[Lustre-discuss] hacking max_sectors

Wed Aug 26 03:11:12 PDT 2009

On Aug 26, 2009  00:46 -0400, Robin Humble wrote:
> I've had another go at fixing the problem I was seeing a few months ago:
>   http://lists.lustre.org/pipermail/lustre-discuss/2009-April/010315.html
> and which we are seeing again now as we are setting up a new machine
> with 128k chunk software raid (md) RAID6 8+2 eg.
>   Lustre: test-OST000d: underlying device md5 should be tuned for larger I/O requests: max_sectors = 1024 could be up to max_hw_sectors=2560 
> 
> without this patch, and despite raising all disks to a ridiculously
> huge max_sectors_kb, all Lustre 1M rpc's are still fragmented into two
> 512k chunks before being sent to md :-/ likely md then aggregates them
> again 'cos performance isn't totaly dismal, which it would be if it was
> 100% read-modify-writes for each stripe write.

Yes, we've seen this same issue, but haven't been able to tweak the
/sys tunables correctly to get MD RAID to agree.  I wonder if the
problem is that the /sys/block/*/queue/max_* tunables are being set
too late in the MD startup, and it has picked up the 1024 sectors
value too early, and never updates it afterward?

> with the patch, 1M i/o's are being fed to md (according to brw_stats),
> and performance is a little better for RAID6 8+2 with 128k chunks, and
> a bit worse for RAID6 8+2 with 64k chunks (which are curiously now fed
> half 512k and half 1M i/o's by Lustre).
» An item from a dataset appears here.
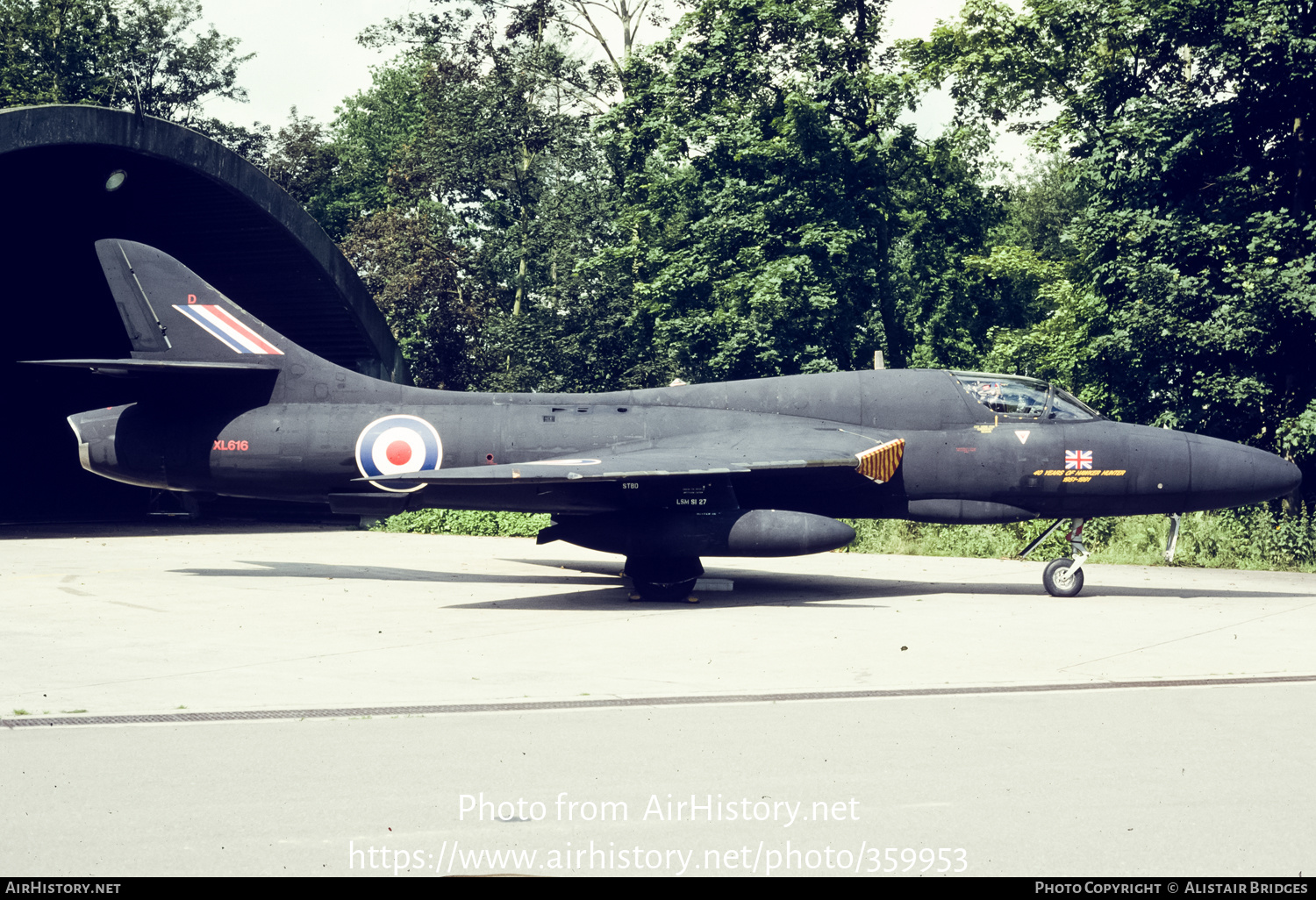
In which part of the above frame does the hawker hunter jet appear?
[28,239,1300,600]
This was the other question I'd asked internally.  If the array is
formatted with 64kB chunks then 512k IOs shouldn't cause any read-modify-
write operations and (in theory) give the same performance as 1M IOs on
a 128kB chunksize array.  What is the relative performance of the
64kB and 128kB configurations?

> the one-liner is a core kernel change, so perhaps some Lustre/kernel
> block device/md people can look at it and see if it's acceptable for
> inclusion in standard Lustre OSS kernels, or whether it breaks
> assumptions in the core scsi layer somehow.
> 
> IMHO the best solution would be to apply the patch, and then have a
> /sys/block/md*/queue/ for md devices so that max_sectors_kb and
> max_hw_sectors_kb can be tuned without recompiling the kernel...
> is that possible?
> 
> the patch is against 2.6.18-128.1.14.el5-lustre1.8.1

> --- linux-2.6.18.x86_64.lustre/include/linux/blkdev.h	2009-08-18 17:40:51.000000000 +1000
> +++ linux-2.6.18.x86_64.lustre.hackBlock/include/linux/blkdev.h	2009-08-21 13:47:55.000000000 +1000
> @@ -778,7 +778,7 @@
>  #define MAX_PHYS_SEGMENTS 128
>  #define MAX_HW_SEGMENTS 128
>  #define SAFE_MAX_SECTORS 255
> -#define BLK_DEF_MAX_SECTORS 1024
> +#define BLK_DEF_MAX_SECTORS 2048
>  
>  #define MAX_SEGMENT_SIZE	65536

This patch definitely looks reasonable, and since we already patch
the server kernel it doesn't appear to be a huge problem to include
it.  Can you please create a bug and attach the patch there.

Cheers, Andreas
--
Andreas Dilger
Sr. Staff Engineer, Lustre Group
Sun Microsystems of Canada, Inc.